Long R3 insulin-like growth factor-I (IGF-I) infusion stimulates organ growth but reduces plasma IGF-I, IGF-II and IGF binding protein concentrations in the guinea pig

Preclinical integrated pharmacology study of Long R3 IGF-I (LR3-IGF-I) in adult guinea pigs, conducted by the same Australian CSIRO group responsible for the analog's design. The focus was to characterize systemic effects of prolonged infusion of the low-IGFBP-affinity analog, comparing them to native IGF-1 and IGF-2.

The design used continuous subcutaneous infusion for 7 days via osmotic pump in female guinea pigs. Groups received recombinant IGF-1, recombinant IGF-2, or LR3-IGF-I, always at 120 µg/day. Outcomes included body weight, individual organ weights (liver, kidney, spleen, adrenals, gonads, intestine), plasma levels of IGF-1, IGF-2 and IGFBPs, and hematologic markers.

LR3-IGF-I produced significant organ-specific growth — particularly in adrenals, intestine, kidneys and spleen — without proportional change in total body weight. This pattern is consistent with the theory that lower IGFBP binding increases tissue availability of the analog, especially in densely vascularized organs. Paradoxically, infusion reduced plasma concentrations of endogenous IGF-1, IGF-2 and IGFBPs — probably by negative feedback on the hepatic GH-IGF axis and suppression of IGFBP-3 production.

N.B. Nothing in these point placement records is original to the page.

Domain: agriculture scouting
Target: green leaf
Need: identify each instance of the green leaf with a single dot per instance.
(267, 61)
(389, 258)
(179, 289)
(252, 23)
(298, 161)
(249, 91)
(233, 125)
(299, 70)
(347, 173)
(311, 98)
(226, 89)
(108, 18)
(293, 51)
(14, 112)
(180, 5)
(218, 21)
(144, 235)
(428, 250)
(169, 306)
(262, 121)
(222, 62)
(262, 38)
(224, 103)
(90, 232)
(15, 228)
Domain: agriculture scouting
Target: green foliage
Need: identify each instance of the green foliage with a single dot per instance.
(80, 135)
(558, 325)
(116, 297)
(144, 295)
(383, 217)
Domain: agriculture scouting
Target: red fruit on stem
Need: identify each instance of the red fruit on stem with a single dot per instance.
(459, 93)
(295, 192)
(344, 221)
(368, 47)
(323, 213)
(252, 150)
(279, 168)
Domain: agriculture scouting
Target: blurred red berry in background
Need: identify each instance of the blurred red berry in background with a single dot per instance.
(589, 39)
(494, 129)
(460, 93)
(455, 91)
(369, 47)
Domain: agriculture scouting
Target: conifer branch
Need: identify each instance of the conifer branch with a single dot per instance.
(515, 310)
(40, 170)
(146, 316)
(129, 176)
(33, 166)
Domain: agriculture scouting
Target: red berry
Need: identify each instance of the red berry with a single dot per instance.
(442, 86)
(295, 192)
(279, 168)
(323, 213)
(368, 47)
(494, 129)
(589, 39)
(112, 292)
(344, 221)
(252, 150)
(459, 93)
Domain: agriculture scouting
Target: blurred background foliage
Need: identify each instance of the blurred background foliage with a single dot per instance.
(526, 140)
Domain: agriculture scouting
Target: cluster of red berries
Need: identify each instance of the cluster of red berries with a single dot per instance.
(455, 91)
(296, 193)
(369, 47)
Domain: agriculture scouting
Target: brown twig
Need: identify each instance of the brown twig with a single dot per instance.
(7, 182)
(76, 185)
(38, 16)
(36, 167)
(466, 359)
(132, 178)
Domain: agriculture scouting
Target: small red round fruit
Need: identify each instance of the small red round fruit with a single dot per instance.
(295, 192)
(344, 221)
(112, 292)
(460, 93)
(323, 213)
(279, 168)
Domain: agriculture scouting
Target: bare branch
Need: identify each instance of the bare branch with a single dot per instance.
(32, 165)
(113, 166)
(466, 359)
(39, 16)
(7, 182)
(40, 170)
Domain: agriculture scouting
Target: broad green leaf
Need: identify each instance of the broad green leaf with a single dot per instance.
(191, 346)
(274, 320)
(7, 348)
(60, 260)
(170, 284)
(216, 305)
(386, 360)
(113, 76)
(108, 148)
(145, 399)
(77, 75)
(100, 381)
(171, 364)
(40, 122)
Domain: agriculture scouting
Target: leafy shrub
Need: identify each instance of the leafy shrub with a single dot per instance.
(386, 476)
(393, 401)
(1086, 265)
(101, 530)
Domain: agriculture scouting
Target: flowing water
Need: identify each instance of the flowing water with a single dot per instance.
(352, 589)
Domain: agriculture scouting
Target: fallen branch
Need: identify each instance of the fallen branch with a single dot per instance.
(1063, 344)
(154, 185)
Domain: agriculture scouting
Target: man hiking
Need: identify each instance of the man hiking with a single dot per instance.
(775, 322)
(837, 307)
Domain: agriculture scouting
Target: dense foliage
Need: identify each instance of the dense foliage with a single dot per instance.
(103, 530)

This work is a classic reference for understanding that LR3 is not simply a more potent IGF-1 — it has different tissue distribution and pharmacodynamics from the native hormone. The finding of disproportionate visceral growth (including gut and adrenals) is especially relevant to the debate on safety of prolonged use: visceral hypertrophy may be an overlooked concern in bodybuilding protocols. The study remains a fundamental reference in the literature on IGF-1 analogs.